Clinton, a fixture in American politics for decades, was hoping to become the first woman to serve as commander in chief. She faced stiff competition from Trump, the billionaire businessman who tapped into a searing strain of economic populism.
Trump picked up a number of reliably Republican states, while Clinton won in Democratic territory. But the race was to be determined by fewer than a dozen competitive states where the candidates spent millions of dollars and much of the fall wooing voters.
The race in Florida, a perennial battleground and the biggest prize among swing states, was exceptionally close. The race was also tight in North Carolina and Virginia, though votes were still being counted in major urban areas where Clinton was banking on high turnout.
Exit polls underscored the deep divisions that have defined the 2016 contest. Women nationwide supported Clinton by a double-digit margin, while men were significantly more likely to back Trump. More than half of white voters backed the Republican, while nearly 9 in 10 blacks and two-thirds of Hispanics voted for the Democrat.

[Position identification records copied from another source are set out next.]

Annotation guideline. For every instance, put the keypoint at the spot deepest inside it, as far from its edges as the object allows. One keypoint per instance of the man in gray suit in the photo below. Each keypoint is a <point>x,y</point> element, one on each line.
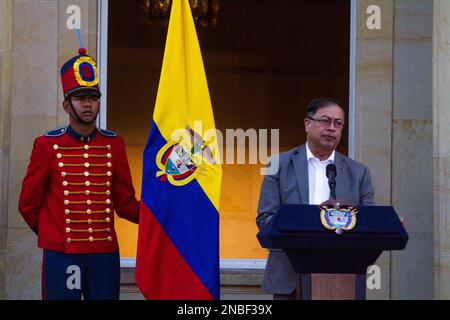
<point>301,179</point>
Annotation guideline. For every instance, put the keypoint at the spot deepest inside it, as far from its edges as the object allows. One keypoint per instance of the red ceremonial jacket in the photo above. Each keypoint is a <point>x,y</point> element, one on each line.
<point>72,188</point>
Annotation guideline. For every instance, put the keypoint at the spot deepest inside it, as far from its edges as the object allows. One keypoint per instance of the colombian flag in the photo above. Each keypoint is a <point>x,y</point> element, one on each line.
<point>178,242</point>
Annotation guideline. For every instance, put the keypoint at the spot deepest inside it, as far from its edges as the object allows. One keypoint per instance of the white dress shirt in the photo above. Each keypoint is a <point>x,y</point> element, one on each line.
<point>319,191</point>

Control of the Senate was also at stake, with Democrats needing to net four states if Clinton wins the White House. In Illinois, Democratic Rep. Tammy Duckworth defeated the Republican incumbent, but in neighboring Indiana, GOP Representative Todd Young snatched away a prime pickup opportunity for Democrats.
The 45th president will inherit an anxious nation, deeply divided by economic and educational opportunities, race and culture. The economy has rebounded from the depths of recession, though many Americans have yet to benefit. New terror threats from home and abroad have raised security fears.

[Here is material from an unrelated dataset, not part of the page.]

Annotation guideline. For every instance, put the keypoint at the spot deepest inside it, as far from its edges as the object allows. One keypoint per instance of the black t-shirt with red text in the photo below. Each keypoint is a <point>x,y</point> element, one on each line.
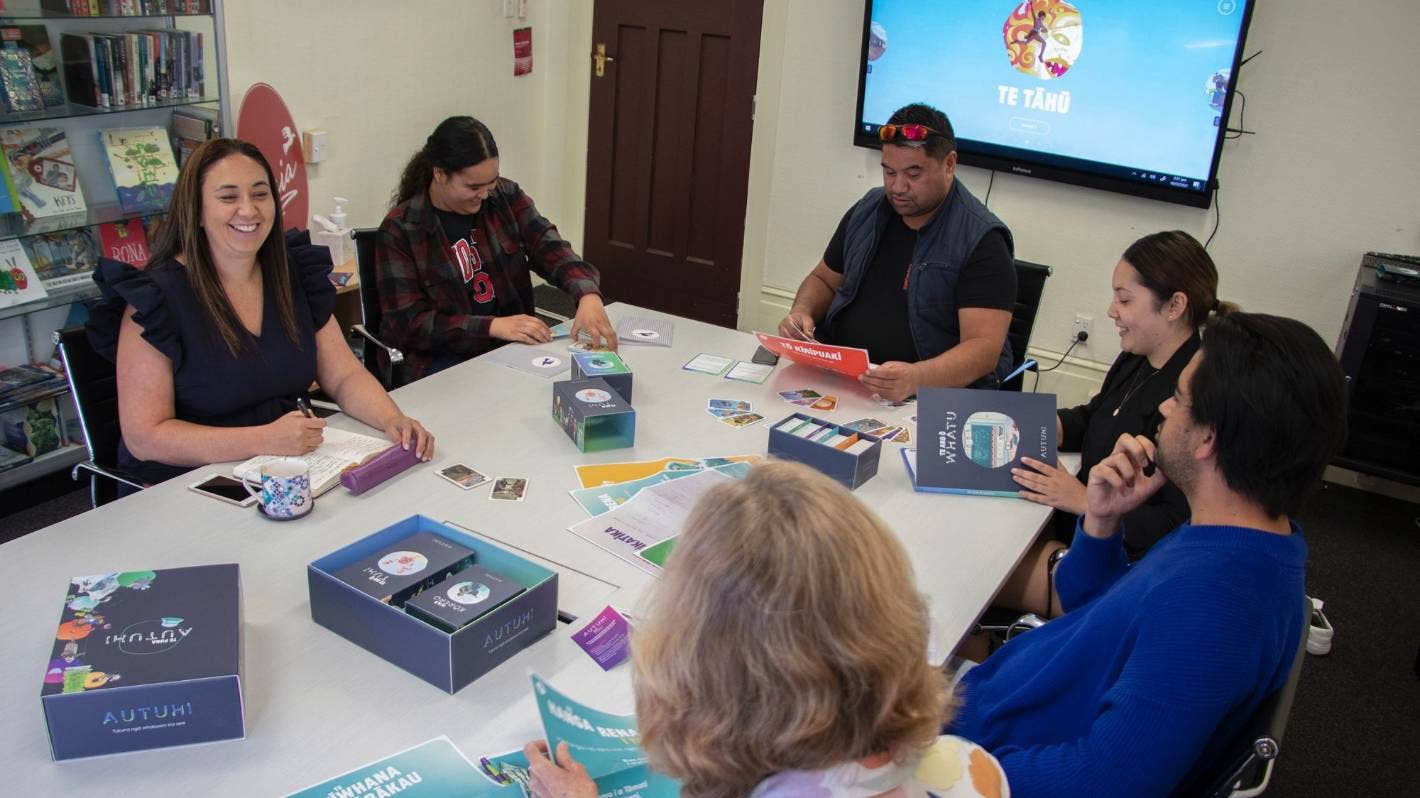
<point>470,252</point>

Clinton asked voters to keep the White House in her party's hands for a third straight term. She cast herself as heir to President Barack Obama's legacy and pledged to make good on his unfinished agenda, including passing immigration legislation, tightening restrictions on guns and tweaking his signature health care law.
"I know how much responsibility goes with this," Clinton said after voting Tuesday at her local polling station in Chappaqua, New York, with her husband, former President Bill Clinton, at her side. "So many people are counting on the outcome of this election, what it means for our country, and I will do the very best I can if I'm fortunate enough to win today."

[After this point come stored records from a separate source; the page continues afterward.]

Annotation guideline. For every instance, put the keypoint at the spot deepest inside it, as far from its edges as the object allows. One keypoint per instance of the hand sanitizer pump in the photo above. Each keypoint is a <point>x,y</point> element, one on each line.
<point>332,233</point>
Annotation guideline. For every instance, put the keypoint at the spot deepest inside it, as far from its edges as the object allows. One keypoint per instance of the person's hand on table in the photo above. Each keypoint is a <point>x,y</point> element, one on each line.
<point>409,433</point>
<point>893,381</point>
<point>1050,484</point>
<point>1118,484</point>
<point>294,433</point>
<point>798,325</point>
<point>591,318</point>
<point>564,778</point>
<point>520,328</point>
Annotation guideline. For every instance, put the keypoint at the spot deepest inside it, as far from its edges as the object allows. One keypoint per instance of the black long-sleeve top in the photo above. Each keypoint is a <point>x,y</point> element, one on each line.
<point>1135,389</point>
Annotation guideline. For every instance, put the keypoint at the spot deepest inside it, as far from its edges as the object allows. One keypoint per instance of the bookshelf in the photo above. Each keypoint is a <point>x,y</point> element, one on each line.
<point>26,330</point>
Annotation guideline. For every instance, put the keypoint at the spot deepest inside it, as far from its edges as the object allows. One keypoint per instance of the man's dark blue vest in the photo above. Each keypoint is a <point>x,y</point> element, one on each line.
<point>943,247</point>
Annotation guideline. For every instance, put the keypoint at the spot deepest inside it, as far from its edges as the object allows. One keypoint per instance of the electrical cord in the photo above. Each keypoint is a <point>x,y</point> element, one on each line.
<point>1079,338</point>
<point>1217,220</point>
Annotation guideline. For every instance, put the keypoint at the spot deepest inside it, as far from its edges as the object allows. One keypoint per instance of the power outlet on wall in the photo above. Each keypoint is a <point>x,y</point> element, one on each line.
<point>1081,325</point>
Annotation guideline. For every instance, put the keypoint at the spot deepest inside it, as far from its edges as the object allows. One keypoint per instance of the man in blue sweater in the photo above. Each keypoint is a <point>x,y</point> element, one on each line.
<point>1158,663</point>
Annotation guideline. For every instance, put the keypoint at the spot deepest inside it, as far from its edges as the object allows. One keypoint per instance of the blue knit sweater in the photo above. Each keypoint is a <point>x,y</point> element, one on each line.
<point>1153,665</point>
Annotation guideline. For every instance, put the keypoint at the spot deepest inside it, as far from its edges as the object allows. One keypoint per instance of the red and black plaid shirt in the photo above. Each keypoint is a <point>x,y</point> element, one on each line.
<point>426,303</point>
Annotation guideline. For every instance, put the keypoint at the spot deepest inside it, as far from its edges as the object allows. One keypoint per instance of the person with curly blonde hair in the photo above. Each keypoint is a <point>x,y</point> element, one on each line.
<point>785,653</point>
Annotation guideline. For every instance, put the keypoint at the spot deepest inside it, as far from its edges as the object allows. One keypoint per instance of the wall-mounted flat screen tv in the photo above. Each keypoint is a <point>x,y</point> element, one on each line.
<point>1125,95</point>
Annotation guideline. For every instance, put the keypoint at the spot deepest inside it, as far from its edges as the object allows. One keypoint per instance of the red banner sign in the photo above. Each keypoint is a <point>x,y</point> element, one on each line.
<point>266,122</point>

Trump, the New York real estate developer who lives in a gold-plated Manhattan penthouse, forged a striking connection with white, working-class Americans who feel left behind in the changing economy and diversifying country. He cast immigration, both from Latin America and the Middle East, as the root of many problems plaguing the nation and called for building a wall along the US-Mexico border.
"I see so many hopes and so many dreams out there that didn't happen, that could have happened, with leadership, with proper leadership," he said by telephone on Fox News before casting his own ballot in Manhattan. "And people are hurt so badly."
Seven in 10 Americans who went to the polls Tuesday said immigrants now in the country illegally should be allowed to stay, while just a quarter said they should be deported. More than half oppose building a border wall, according to the exit polls, which were conducted for The Associated Press and television networks by Edison Research.
The Republican Party's tortured relationship with its nominee was evident right up to the end. Former President George W Bush and wife Laura Bush declined to back Trump, instead selecting "none of the above" when they voted for president, according to spokesman Freddy Ford.
Trump set both parties on edge when he refused to say in the third and final debate whether he would accept the election's results, citing with no evidence the possibility of a rigged outcome. His statement threatened to undermine a fundamental pillar of American democracy and raised the prospect that his fervent supporters would not view Clinton as a legitimate president if she won.
Asked Tuesday in an interview with Fox News if he would accept the election results, Trump continued to demur, saying "We're going to see how things play out."
Most problems that did pop up at polling places Tuesday appeared to be routine — the kinds of snags that come every four years, including long lines, machines not working properly and issues with ballots or voter rolls.
Even before Tuesday, almost 45 million people had cast ballots for president. Many expressed relief the end was in sight after an election season in which personal attacks often drowned out the issues.
Clinton has denounced Trump for calling Mexican immigrants "rapists" and promoting a ban on Muslims entering the US, and for his long line of remarks about women that culminated in an audio in which he bragged about grabbing their genitals. Her campaign was hoping high turnout among Hispanics push her over the top in states like Florida and Nevada.
"I grew up in a Hispanic family, and the way that Donald Trump has referred to illegal immigrants — being from illegal immigrants, I took that to heart," said Angel Salazar, a 22-year-old sanitation associate from Oklahoma City. "I don't like anything that he said. I don't like his views. So I voted for Hillary Clinton because she supports us."
Trump called his opponent "Crooked Hillary" for her use of a private email server as secretary of state and her complicated ties to the family's Clinton Foundation.